Greater integration of the HIV and TB responses can start with putting WHO-recommended TB-HIV collaborative activities into practice. However, researchers, communities affected by the epidemics, and policymakers in Amsterdam pushed the message that a holistic response should not end there. According to advocates at the conference, integrated approaches should advance people-centered care, more effective health delivery systems, and the achievement of universal health coverage (UHC).
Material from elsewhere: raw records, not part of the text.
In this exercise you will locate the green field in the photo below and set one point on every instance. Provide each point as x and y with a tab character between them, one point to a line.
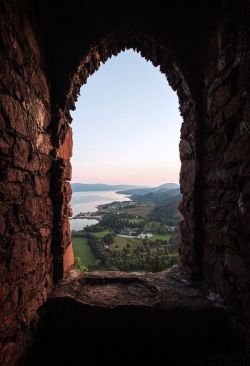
120	243
100	234
160	237
83	251
141	210
135	221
Peter Sands, executive director of the to Fight AIDS, Tuberculosis and Malaria (Global Fund), spoke about the importance of aggressively ramping up the global response to TB, and he also emphasized the need to prioritize integration at this new stage of the fight against the three diseases. The Global Fund will seek new resources in a 2019 replenishment campaign to fund work that advances this agenda of integration — with work toward ending the epidemics as the leading edge of this effort. The government of France has committed to host the Global Fund replenishment conference in 2019, and there is already a strong case from partners across the world for increased ambitious pledges from traditional and emerging donors and philanthropists, along with momentum for significant investments by low- and middle-income countries facing high burdens of AIDS, TB, and/or malaria.

It is unconscionable that every year, health systems are missing over forty percent of the estimated ten and a half million people who get sick with TB,” said Joanne Carter, executive director of ACTION’s U.S. partner, RESULTS. “Achieving universal access to quality TB diagnosis, treatment, and prevention — and ending the TB epidemic — will require increased investment and a focused and aggressive effort to reach hard-to-reach and vulnerable populations.”

If leaders heed the call to action issued in Amsterdam, they will arrive in New York for the September UNHLM on TB ready to provide concrete and bold plans — and resources to match — to achieve effective, people-centered, and integrated TB programs as priority for health care delivery and UHC.